LENGTH | PARENT | 1 CHILD | 5 CHILDREN | 10 CHILDREN |
---|---|---|---|---|
1'000 | 0.000001 | 0.000002 | 0.000003 | 0.000006 |
100'000 | 0.000085 | 0.000107 | 0.000115 | 0.000120 |
10'000'000 | 0.008693 | 0.015143 | 0.016120 | 0.015982 |
100'000'000 | 0.089563 | 0.148095 | 0.146698 | 0.149421 |
500'000'000 | 0.669474 | 0.801828 | 0.744381 | 0.816883 |
As you can see even repeating the task in a single child process in some cases required twice the time.
As ArkadiuszDrabczyk pointed out, it could be a scheduling issue, still why has always to be the child the slowest one?
UPDATE 2:
Since pipe's problems arose, I wrote another source just to exclude these concerns and, of course, the problem remained.
However I wasn't convinced about the deep-copy of the dataset[]
array stored on heap hence some research later I found this: What is copy-on-write?. After this new found knowledge, I've added this useless function to be called right before the arraySum()
:
void justCheck(int start, int length, int* dataset)
{
for (int i = start; i < start + length; i++)
{
dataset[i] = dataset[i];
}
return;
}
This little snippet managed to level the differences between times.
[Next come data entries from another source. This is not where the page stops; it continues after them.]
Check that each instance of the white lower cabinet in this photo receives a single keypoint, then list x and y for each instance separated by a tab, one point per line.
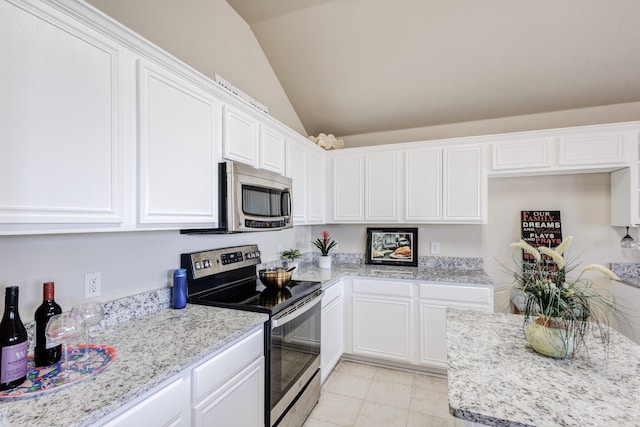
405	321
226	390
382	319
166	405
331	332
434	299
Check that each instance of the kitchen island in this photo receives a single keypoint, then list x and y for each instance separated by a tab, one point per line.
496	379
150	349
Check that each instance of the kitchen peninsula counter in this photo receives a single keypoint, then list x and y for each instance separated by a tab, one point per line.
452	273
496	379
150	350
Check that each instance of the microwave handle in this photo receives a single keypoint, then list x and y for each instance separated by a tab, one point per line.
288	201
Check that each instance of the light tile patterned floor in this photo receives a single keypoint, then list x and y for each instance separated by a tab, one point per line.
357	395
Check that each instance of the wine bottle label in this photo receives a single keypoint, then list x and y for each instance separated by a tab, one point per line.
14	362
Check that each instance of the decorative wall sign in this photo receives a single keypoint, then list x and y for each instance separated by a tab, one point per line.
392	246
541	228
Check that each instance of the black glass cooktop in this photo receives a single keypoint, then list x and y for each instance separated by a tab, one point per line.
252	295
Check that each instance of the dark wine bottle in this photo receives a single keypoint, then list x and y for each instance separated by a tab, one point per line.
14	344
46	354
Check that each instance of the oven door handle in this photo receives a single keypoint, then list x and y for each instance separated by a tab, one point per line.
295	313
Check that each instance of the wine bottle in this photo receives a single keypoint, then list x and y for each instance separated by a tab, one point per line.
46	354
13	343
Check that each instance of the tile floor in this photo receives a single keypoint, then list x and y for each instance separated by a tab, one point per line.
360	395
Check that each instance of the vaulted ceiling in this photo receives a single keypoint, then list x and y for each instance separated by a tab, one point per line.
360	66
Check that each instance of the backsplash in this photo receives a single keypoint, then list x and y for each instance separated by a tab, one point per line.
458	263
626	269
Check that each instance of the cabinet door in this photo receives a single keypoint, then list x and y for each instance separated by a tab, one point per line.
166	406
296	162
433	335
423	185
382	328
239	402
529	154
598	149
348	188
381	192
331	342
464	185
316	173
272	146
63	89
240	137
180	129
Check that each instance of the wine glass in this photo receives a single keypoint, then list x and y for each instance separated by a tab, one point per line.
92	314
62	329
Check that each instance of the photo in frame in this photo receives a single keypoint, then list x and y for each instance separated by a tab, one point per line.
392	246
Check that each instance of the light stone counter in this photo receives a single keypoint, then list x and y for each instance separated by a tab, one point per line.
496	379
150	349
452	273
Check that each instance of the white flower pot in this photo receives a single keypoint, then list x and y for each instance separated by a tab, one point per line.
325	262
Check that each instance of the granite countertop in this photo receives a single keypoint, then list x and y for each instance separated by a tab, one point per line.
628	273
150	350
430	274
496	379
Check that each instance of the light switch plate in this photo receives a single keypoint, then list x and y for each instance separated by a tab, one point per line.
92	285
435	248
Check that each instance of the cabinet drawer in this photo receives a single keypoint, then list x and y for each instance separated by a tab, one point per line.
455	293
213	373
520	155
592	149
383	287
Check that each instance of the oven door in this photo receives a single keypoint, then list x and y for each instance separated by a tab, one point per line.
295	363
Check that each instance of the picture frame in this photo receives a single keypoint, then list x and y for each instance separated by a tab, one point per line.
392	246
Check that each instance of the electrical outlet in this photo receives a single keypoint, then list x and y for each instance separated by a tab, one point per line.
92	285
435	248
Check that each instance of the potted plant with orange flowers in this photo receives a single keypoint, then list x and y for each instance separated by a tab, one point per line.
560	312
325	245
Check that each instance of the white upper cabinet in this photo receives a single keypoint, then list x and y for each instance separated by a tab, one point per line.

At least now they lay on the same order of magnitude. Down the results:
LENGTH | PARENT | 1 CHILD | 5 CHILDREN | 10 CHILDREN |
---|---|---|---|---|
1'000 | 0.000002 | 0.000001 | 0.000004 | 0.000003 |
100'000 | 0.000099 | 0.000110 | 0.000124 | 0.000121 |
10'000'000 | 0.009496 | 0.008686 | 0.009316 | 0.009248 |
100'000'000 | 0.090267 | 0.092168 | 0.089862 | 0.093356 |
500'000'000 | - | - | - | - |
Unfortunately this edit rise another problem. With big set of data this function freeze. I know this isn't the right way to force the COW so... Any suggestions?